Берт Бакарак
Берт Бакарак
Берт Бакарак сразу прошел к роялю и спросил: «Каков ваш первый номер?»
Я пошла за нотами, споткнулась о стул и, обернувшись, неуверенно сказала, что обычно я начинаю песней «Посмотри на меня» Митча Миллера (он написал ее специально для меня). Я передала ноты, Бакарак бегло пробежал их глазами. «Вы хотели бы, чтобы аранжировка была сделана как для выходной песни?» — спросил он.
В вопросах аранжировки я была полным профаном, правда, заикаясь, я все же спросила: «А вы как себе представляете?» «Так! — сказал он и начал играть. Он играл, словно давно знал песню, только ритм был другой, непривычный. — Попробуйте сделать так», — предложил он.

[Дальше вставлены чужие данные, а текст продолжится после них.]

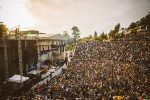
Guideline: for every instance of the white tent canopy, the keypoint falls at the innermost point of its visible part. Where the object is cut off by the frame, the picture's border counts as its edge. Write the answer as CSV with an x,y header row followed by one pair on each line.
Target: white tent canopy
x,y
18,79
34,72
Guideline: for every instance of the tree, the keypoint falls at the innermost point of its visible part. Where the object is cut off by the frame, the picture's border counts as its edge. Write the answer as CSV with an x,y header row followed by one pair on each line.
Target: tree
x,y
113,34
132,25
90,36
95,34
103,36
76,34
3,29
65,34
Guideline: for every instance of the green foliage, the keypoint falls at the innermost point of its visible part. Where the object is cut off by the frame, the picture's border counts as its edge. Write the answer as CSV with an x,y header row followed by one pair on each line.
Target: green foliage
x,y
95,34
103,36
114,34
3,28
76,34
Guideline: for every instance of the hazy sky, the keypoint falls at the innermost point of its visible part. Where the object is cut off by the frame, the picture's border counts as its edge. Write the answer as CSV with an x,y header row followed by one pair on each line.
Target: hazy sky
x,y
56,16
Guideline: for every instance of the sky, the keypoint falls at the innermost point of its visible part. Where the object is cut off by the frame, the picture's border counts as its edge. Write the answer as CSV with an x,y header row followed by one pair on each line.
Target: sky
x,y
56,16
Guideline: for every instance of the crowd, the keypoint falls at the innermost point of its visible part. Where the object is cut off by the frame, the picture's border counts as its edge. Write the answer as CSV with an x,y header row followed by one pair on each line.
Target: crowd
x,y
104,70
116,70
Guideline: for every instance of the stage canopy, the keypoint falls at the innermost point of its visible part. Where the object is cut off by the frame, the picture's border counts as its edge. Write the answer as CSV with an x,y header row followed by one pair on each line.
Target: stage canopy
x,y
17,79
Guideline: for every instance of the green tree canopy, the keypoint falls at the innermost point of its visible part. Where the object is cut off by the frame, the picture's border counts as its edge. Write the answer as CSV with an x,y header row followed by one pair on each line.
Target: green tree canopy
x,y
75,33
3,29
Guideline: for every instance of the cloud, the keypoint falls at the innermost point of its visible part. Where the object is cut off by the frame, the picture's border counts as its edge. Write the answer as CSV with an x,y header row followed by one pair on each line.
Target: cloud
x,y
88,15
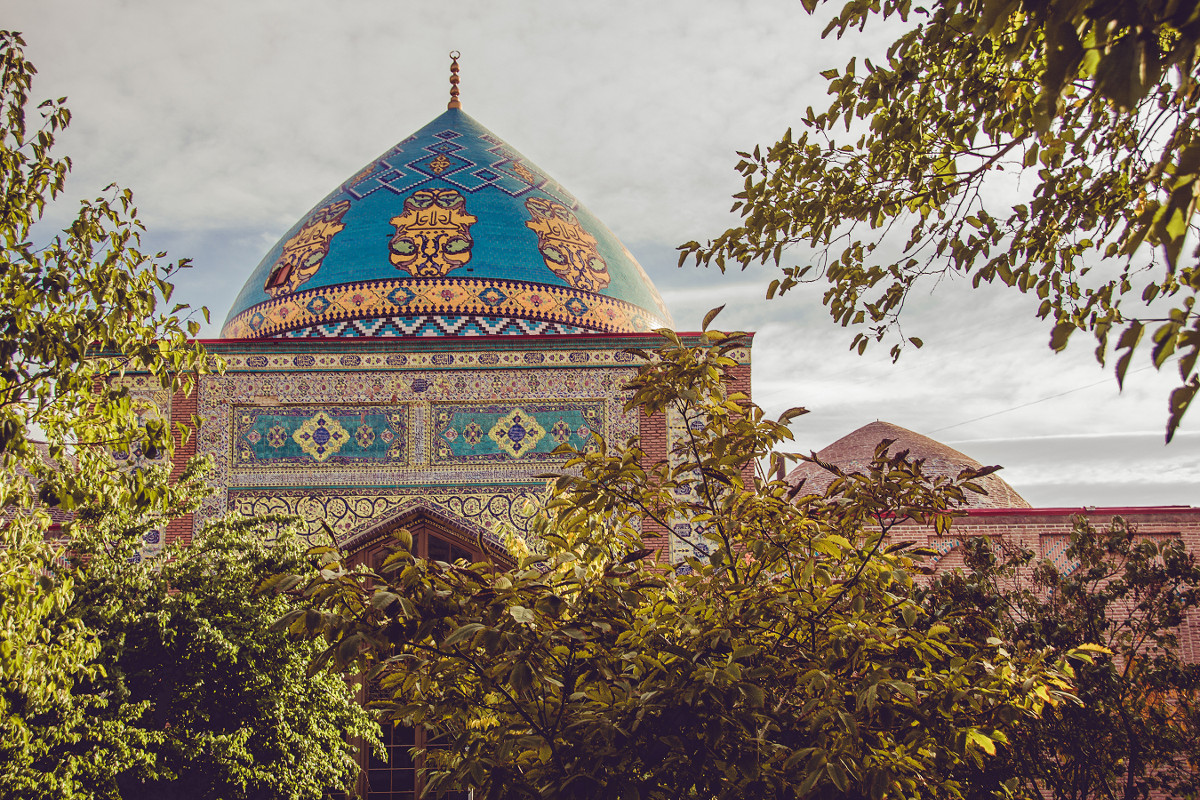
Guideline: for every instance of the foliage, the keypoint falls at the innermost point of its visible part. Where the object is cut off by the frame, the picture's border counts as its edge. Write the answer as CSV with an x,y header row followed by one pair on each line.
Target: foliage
x,y
121,678
787,660
228,708
65,300
1138,731
1051,146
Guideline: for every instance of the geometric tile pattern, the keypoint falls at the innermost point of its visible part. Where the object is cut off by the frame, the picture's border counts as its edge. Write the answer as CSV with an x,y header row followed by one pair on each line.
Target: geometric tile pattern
x,y
517,429
403,356
353,512
687,537
418,296
282,437
433,325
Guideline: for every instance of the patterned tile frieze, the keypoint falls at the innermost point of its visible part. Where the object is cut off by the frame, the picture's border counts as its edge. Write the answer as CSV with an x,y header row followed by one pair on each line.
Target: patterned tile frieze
x,y
527,431
433,325
238,407
349,513
282,361
291,437
435,295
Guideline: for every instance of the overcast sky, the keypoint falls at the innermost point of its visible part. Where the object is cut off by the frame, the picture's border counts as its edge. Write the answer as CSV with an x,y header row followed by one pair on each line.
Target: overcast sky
x,y
231,119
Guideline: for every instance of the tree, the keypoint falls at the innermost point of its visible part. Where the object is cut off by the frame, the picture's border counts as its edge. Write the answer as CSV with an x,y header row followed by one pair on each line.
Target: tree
x,y
1092,107
66,300
1138,729
120,678
789,659
205,698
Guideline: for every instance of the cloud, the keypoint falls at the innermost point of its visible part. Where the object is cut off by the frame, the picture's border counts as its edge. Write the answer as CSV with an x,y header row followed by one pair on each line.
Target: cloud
x,y
231,119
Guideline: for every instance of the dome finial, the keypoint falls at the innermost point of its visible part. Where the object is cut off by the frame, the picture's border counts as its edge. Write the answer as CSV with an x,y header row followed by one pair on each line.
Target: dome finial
x,y
454,79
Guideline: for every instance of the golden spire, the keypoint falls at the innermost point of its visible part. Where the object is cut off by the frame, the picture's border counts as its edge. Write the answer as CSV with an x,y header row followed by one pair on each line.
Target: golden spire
x,y
454,79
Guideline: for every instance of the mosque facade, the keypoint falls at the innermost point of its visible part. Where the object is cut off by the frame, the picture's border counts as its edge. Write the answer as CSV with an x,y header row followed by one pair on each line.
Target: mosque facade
x,y
417,347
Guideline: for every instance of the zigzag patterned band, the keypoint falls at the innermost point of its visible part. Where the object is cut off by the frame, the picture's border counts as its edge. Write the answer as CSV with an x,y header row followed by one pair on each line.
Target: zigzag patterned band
x,y
449,296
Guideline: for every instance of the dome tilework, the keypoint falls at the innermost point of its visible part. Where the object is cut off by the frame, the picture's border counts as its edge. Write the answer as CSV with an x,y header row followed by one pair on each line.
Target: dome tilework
x,y
450,233
855,451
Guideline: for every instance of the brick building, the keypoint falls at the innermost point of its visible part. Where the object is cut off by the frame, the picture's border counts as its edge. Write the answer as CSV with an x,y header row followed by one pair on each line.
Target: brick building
x,y
412,352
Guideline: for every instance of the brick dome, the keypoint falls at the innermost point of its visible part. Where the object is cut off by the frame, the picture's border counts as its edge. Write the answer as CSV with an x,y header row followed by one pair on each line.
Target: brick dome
x,y
853,452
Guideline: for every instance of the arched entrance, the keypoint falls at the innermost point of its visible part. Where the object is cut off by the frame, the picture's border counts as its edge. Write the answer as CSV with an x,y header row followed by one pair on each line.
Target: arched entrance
x,y
436,536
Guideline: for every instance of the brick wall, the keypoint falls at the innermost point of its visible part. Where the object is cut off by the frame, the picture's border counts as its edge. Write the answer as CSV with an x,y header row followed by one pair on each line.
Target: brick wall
x,y
183,408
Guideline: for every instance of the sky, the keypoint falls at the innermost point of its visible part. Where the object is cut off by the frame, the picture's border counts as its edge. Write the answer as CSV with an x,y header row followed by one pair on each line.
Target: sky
x,y
231,119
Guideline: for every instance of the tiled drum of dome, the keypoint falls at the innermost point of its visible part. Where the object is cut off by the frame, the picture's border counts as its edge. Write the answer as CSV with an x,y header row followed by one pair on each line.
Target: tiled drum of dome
x,y
503,432
450,233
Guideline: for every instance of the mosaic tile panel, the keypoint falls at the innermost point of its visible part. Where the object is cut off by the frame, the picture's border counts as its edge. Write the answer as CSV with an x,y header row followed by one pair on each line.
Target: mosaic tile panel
x,y
349,513
418,380
481,359
395,299
274,438
501,432
151,403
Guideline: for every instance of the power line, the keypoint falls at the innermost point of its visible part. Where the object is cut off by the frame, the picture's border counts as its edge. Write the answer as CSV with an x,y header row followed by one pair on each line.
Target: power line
x,y
1042,400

Бакарак, при всех его прочих достоинствах, обладал еще и бесконечным терпением. Он учил меня оттяжке, как он это называл. Я понятия не имела, что он подразумевал под этим, но скрывала свое незнание, пока он переходил от одной песни к другой. «Итак, до завтра, в десять утра, хорошо?» — сказал он, уходя. Я только кивнула. Даже не спросила, где он остановился и где смогла бы найти его, если б он не появился на следующее утро.

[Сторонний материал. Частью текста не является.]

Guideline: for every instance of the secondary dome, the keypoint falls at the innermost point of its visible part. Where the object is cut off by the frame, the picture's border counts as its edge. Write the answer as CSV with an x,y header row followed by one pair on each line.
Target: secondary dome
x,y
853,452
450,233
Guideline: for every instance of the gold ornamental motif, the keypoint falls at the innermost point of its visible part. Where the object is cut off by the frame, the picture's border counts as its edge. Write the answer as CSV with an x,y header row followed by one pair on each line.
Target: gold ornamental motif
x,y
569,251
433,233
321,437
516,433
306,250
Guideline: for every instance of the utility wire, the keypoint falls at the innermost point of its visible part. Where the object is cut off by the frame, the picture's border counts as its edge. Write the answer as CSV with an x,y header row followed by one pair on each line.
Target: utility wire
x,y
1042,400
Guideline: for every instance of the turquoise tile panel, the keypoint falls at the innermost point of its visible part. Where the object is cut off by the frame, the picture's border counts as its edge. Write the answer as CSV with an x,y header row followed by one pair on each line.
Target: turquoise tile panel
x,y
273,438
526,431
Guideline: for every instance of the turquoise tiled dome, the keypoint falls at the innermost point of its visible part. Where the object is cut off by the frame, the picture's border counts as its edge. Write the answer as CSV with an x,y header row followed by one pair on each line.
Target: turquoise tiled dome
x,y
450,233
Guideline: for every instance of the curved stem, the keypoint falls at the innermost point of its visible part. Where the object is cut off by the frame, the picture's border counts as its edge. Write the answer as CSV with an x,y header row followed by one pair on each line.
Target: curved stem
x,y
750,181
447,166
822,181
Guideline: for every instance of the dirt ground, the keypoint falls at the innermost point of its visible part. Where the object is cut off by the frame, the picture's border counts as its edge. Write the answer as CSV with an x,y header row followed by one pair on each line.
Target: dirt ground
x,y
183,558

Тогда, приняв решение выступать в новом амплуа, я не подозревала, какое место он займет в моей жизни.
В то время он не был известен, его знали только в мире грамзаписи. В Лас-Вегасе я потребовала, чтобы его имя на световой рекламе шло вслед за моим, мне отказали. Но я добилась своего! Я очень хотела, чтобы наша совместная работа доставляла ему радость, и это стало главной целью моей жизни.

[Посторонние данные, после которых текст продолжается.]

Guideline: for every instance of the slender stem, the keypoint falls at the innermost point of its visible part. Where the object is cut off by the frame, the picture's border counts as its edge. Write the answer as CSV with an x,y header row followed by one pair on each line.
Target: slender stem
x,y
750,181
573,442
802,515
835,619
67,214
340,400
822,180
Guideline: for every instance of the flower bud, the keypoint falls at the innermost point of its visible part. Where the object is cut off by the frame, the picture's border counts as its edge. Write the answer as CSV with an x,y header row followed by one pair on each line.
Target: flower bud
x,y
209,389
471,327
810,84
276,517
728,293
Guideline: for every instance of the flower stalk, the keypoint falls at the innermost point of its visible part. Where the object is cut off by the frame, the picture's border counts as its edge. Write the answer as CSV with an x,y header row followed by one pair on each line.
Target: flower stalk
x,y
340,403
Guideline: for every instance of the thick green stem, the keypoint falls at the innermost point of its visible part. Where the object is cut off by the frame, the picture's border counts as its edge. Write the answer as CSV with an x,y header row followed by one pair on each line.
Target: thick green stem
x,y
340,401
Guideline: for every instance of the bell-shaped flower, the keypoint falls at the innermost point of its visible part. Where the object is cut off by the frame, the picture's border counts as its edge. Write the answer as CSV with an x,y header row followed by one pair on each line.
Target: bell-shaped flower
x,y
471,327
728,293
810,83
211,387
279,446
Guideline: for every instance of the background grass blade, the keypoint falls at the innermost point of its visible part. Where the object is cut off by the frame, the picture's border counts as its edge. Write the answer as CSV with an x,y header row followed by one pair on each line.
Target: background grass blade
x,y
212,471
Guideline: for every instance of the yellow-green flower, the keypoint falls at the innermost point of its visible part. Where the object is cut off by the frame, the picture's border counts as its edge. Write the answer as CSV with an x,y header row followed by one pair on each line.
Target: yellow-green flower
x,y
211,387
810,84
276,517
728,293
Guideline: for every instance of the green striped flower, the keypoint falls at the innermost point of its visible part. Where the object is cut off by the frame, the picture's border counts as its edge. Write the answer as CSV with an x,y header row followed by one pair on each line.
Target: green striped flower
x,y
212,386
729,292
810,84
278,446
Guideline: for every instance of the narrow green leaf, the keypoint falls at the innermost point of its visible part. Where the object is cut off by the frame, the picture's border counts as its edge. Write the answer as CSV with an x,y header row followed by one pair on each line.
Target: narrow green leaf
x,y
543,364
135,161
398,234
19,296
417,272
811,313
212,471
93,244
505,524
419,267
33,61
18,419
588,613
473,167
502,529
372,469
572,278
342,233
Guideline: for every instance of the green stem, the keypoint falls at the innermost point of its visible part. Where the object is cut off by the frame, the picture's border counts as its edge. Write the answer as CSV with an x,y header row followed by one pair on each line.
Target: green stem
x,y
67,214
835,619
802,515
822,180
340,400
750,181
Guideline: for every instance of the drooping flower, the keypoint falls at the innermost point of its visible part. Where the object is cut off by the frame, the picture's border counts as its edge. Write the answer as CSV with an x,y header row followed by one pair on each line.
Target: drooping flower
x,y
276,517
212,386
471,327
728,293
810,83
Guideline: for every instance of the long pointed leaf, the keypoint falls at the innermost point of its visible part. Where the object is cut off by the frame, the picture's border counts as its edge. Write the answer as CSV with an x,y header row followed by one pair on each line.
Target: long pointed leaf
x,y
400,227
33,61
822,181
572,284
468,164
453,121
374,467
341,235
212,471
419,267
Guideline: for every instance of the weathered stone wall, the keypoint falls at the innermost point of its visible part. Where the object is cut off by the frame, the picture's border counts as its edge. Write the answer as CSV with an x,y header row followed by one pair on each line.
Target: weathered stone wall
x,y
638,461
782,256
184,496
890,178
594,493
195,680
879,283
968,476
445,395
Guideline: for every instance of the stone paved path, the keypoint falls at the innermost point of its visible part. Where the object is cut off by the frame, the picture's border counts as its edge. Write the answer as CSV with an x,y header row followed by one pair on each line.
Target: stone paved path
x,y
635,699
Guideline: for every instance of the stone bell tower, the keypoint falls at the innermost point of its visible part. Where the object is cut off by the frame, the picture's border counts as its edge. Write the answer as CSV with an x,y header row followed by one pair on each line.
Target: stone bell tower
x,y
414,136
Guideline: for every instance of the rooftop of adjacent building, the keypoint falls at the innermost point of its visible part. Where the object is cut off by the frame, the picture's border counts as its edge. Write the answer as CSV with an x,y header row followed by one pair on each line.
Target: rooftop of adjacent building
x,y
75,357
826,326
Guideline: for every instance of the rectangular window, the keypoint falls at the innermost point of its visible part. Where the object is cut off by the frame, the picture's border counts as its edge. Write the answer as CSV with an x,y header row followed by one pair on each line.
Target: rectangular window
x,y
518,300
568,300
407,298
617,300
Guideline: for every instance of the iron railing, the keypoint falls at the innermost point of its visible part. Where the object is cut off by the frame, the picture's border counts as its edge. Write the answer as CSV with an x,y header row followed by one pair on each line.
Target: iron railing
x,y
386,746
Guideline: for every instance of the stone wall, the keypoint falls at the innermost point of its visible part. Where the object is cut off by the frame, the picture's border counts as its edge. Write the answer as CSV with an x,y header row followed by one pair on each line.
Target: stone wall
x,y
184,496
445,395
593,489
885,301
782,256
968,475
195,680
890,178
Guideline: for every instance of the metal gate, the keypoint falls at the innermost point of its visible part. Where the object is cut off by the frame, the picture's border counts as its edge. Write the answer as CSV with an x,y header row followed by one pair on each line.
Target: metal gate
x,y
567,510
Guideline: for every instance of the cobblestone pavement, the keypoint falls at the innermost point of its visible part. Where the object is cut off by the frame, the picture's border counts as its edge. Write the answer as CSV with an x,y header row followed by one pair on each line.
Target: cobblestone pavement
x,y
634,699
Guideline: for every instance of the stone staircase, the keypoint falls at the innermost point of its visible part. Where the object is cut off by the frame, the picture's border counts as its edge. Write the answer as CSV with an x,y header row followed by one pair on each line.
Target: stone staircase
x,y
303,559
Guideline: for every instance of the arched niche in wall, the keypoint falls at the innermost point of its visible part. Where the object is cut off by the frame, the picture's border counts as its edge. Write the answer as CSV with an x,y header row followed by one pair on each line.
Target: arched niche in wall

Везде, где бы мы ни выступали, мне не столько важны были аплодисменты, вызовы на бис (шестьдесят девять — рекордное число, которое я помню), как знать одно, прочесть в его глазах — хороша ли я была или не очень. Плохого выступления у меня никогда не было, тут его заслуга. Бывали и такие вечера, когда он обнимал меня и говорил: «Великолепно, малышка, совершенно великолепно!»
Я жила только для того, чтобы выступать на сцене и доставлять ему удовольствие. Конечно, это была сенсационная перемена в моей профессии.
Я катапультировалась в мир, о котором до сих пор ничего не знала. У меня появился маэстро, превративший мое довольно посредственное шоу в нечто интересное. Позднее он сделал из него «Соло для женщины с оркестром». Кончились выступления в ночных клубах, мы перешли в театры. Мы гастролировали по Соединенным Штатам, Южной Америке, Канаде… Наши выступления на Бродвее стали дерзким вызовом Берта Бакарака, Он организовал оркестр из лучших музыкантов Нью-Йорка. Мои старые друзья из Англии Уайт и Лавел приехали сюда, я добилась разрешения на их выступление. Мы давно прекрасно знали друг друга, так что могли сократить время репетиций. В Америке не позволяется терять на них время. Предприниматели хотят хорошее представление, но их девиз «время — деньги». А для репетиций с оркестром, состоящим из двадцати пяти музыкантов, требовалось время. Аранжировки Берта Бакарака были трудные. Это не обычное «раз-два-три».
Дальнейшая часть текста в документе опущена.